Azimio opposed the process, particularly a change in the law that gave the president more control over appointing commissioners. However, through the National Dialogue Committee, Ruto and Raila eventually agreed on new legislation for appointing IEBC commissioners, which was signed into law three months ago. This agreement followed a period of nationwide youth-led protests.
Azimio had been unable to agree on a representative for the expanded selection panel (increased from seven to nine members), but a court ruling enabled Muli-Grignon’s nomination.
In an opinion piece published last year, Muli-Grignon argued that constitutional processes, such as the appointment of IEBC commissioners, should not be delayed due to political reasons.
“The process of appointing commissioners, removed after the 2022 elections, had begun even before the terms of the chairperson and other commissioners expired, but it was halted by politics. Compliance with the Constitution must not be suspended,” she asserted.
Indeed, political interference has often derailed the IEBC’s operations. Since 2007, there have been repeated calls to overhaul the electoral commission. After the disputed 2007 presidential election, whose outcome even then-Electoral Commission chair Samuel Kivuitu said he did not know, Raila Odinga’s opposition camp demanded significant reforms in the electoral process.

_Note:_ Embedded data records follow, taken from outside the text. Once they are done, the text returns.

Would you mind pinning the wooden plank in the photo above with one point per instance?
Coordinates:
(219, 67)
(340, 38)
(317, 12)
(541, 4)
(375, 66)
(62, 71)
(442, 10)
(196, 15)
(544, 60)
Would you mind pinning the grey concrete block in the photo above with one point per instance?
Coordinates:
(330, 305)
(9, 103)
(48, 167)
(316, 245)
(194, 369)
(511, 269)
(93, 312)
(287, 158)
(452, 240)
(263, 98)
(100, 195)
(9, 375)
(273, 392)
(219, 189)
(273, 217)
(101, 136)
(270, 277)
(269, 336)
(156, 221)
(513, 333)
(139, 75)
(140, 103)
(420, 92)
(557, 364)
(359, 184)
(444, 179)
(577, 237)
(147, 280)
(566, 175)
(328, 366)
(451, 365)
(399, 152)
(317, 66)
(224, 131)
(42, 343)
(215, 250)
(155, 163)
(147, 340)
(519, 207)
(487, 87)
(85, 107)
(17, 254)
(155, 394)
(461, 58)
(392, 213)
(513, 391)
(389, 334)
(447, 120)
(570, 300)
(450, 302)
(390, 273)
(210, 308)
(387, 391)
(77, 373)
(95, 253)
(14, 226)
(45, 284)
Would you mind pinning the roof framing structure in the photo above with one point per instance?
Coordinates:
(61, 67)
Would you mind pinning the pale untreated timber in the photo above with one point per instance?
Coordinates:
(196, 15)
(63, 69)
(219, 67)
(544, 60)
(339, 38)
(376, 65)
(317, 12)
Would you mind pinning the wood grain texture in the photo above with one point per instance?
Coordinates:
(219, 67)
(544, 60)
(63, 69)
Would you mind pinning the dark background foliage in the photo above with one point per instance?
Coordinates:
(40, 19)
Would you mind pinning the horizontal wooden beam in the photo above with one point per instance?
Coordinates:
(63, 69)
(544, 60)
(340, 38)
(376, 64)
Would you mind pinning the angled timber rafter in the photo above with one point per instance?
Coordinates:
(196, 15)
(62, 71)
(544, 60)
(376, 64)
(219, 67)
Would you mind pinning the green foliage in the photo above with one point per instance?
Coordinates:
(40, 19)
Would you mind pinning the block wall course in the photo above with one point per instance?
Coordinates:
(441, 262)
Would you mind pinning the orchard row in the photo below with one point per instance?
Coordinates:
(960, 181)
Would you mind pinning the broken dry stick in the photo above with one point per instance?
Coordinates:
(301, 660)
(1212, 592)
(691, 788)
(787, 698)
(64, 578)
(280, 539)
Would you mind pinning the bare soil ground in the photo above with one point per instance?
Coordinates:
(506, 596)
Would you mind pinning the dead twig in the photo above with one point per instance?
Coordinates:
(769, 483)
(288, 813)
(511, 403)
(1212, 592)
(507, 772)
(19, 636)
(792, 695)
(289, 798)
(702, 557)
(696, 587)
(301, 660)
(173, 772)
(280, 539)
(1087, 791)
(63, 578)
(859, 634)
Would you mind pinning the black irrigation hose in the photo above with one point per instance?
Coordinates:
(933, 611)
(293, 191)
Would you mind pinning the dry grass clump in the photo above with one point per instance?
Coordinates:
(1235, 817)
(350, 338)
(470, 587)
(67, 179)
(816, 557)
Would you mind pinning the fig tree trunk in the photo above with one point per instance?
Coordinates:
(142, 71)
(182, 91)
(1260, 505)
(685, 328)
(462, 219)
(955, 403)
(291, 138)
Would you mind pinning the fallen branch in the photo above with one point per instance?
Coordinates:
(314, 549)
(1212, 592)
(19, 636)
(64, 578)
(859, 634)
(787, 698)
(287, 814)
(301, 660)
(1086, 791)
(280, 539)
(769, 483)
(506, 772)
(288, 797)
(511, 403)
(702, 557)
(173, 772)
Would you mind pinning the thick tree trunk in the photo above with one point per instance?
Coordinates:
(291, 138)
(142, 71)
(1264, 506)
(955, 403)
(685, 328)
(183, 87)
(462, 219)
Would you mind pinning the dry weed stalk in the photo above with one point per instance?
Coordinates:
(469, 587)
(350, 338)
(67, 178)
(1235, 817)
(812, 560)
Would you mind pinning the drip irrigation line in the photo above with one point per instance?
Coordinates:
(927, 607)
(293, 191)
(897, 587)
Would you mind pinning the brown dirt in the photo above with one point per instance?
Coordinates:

The Interim Independent Electoral Commission (IIEC), led by Issack Hassan, briefly took over from 2009 to 2011, before the current IEBC was formed in time for the 2013 general election.
Raila, who challenged the outcome of the 2013 presidential election, led efforts to remove Hassan, paving the way for Wafula Chebukati’s tenure. Chebukati resisted calls to resign after the annulled 2017 presidential election and eventually oversaw the 2022 polls.